Nous pensons qu'avec nos partenaires détaillants, nous devrions travailler à une augmentation responsable des prix qui tienne compte des intérêts de nos consommateurs et de tous les acteurs de notre chaîne de valeur, nos agriculteurs, nos fournisseurs et nos employés.”

Au-delà des chiffres divergents qui sont évoqués, ce qui agace manifestement, c’est le soupçon que le partenaire commercial crée une polémique publique pour se donner le rôle de chevalier blanc, défenseur du budget du consommateur  

Vraiment sincère, Leclerc ?

Au-delà du cas évoqué, ce sont des soupçons qui se multiplient dans la distribution européenne. En France, la décision de Leclerc de baisser le prix de la si emblématique de pain à 29 cents, quand les boulangers la commercialisent autour de 90 cents, et les supermarchés autour de 35 cents, a fait grand bruit et créé la polémique. Et c’était bien l’intention, soulignent les concurrents et les détracteurs de Michel-Edouard Leclerc : voilà une campagne de communication massive à peu de frais, qui valide le rôle de champion du prix attaché à son enseigne, au moment précis où la poussée inflatoire va seulement se manifester en rayon. Un coup de com’ qui n’est pas sans conséquences. Certains concurrents se sentiront obligés de suivre, face au marqueur que représente en France un tel produit : Lidl France a par exemple fait savoir qu’il n’aurait d’autre choix que de s’aligner, tout en le déplorant : "Ce n'est pas très responsable parce que c'est alimenter une guerre des prix destructrice de valeur et c'est envoyer un message dramatique à un monde agricole qui est aujourd'hui en grande détresse.» Et ce n’est pourtant pas fini : après avoir cassé les prix du carburant et des masques FFP2, Leclerc annonce vouloir s’attaquer aux “200 ou 300 produits dont les Français connaissent très bien les prix”. 

Leclerc persiste et signe, et se moque même de Lidl : “Lidl s’est embourgeoisé. Il a oublié d’où il vient.
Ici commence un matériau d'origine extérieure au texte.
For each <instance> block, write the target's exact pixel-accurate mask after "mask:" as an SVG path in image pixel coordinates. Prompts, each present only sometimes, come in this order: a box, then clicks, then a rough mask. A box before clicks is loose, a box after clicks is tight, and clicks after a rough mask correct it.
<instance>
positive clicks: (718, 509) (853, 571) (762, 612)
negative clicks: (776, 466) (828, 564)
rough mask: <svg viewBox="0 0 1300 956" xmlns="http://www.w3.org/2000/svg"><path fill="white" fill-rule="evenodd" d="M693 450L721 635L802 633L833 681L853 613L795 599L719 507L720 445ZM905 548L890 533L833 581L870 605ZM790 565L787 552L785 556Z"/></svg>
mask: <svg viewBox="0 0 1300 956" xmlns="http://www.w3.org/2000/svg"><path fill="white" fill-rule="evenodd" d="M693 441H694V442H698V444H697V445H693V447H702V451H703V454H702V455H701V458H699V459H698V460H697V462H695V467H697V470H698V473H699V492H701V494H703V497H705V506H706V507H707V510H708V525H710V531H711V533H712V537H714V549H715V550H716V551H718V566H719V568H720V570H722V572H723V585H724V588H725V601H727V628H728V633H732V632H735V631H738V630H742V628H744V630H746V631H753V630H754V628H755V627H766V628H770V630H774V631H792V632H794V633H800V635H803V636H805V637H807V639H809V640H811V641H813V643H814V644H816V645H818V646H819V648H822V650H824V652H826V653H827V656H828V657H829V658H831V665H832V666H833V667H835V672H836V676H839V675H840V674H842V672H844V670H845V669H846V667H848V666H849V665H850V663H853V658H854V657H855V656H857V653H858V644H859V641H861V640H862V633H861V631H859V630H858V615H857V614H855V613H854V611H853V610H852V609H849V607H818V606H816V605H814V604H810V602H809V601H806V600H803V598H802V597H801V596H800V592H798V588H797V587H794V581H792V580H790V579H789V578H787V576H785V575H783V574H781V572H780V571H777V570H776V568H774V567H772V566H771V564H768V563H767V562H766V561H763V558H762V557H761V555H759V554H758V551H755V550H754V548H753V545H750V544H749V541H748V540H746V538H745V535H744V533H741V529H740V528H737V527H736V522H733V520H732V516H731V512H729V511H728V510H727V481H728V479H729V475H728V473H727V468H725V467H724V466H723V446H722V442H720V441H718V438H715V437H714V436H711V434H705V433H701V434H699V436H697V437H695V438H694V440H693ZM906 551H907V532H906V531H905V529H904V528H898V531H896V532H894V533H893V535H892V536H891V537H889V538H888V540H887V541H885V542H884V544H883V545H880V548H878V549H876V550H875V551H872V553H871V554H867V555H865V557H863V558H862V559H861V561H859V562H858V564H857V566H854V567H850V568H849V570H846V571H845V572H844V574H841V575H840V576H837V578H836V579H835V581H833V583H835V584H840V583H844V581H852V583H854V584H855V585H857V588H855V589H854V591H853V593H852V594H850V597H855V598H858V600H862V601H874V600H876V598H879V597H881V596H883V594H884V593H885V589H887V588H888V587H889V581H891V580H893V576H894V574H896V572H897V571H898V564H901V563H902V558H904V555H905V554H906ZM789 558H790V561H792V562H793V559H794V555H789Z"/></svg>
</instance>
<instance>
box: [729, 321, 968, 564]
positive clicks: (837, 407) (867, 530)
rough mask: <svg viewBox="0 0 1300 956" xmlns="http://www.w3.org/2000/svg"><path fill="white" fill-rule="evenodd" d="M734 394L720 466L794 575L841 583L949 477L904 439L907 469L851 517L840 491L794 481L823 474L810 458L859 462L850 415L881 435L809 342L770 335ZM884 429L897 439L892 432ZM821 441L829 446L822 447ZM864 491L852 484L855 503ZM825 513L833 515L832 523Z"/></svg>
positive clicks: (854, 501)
Si je prends le relais pendant que lui s’embourgeoise, ça ne me gêne pas.” Il désamorce tout autant les propos du chef étoilé Thierry Marx, qui le critiquait voici peu dans une tribune dans Libération : “Comme tout le monde, j’entends monsieur Leclerc nous expliquer, une main sur le cœur, l’autre sur le tiroir-caisse, la haute idée qu’il se fait de sa responsabilité sociale. Pourquoi pas. Ce que j’observe depuis plus de trente ans, c’est que le low-cost ne profite qu’aux très riches. Quand de sermons publicitaires en psaume cathodique, on porte l’amour des plus pauvres en bandoulière, on commence par augmenter le niveau de vie des salariés. Pas par baisser le prix du pain pour créer du flux dans les magasins.”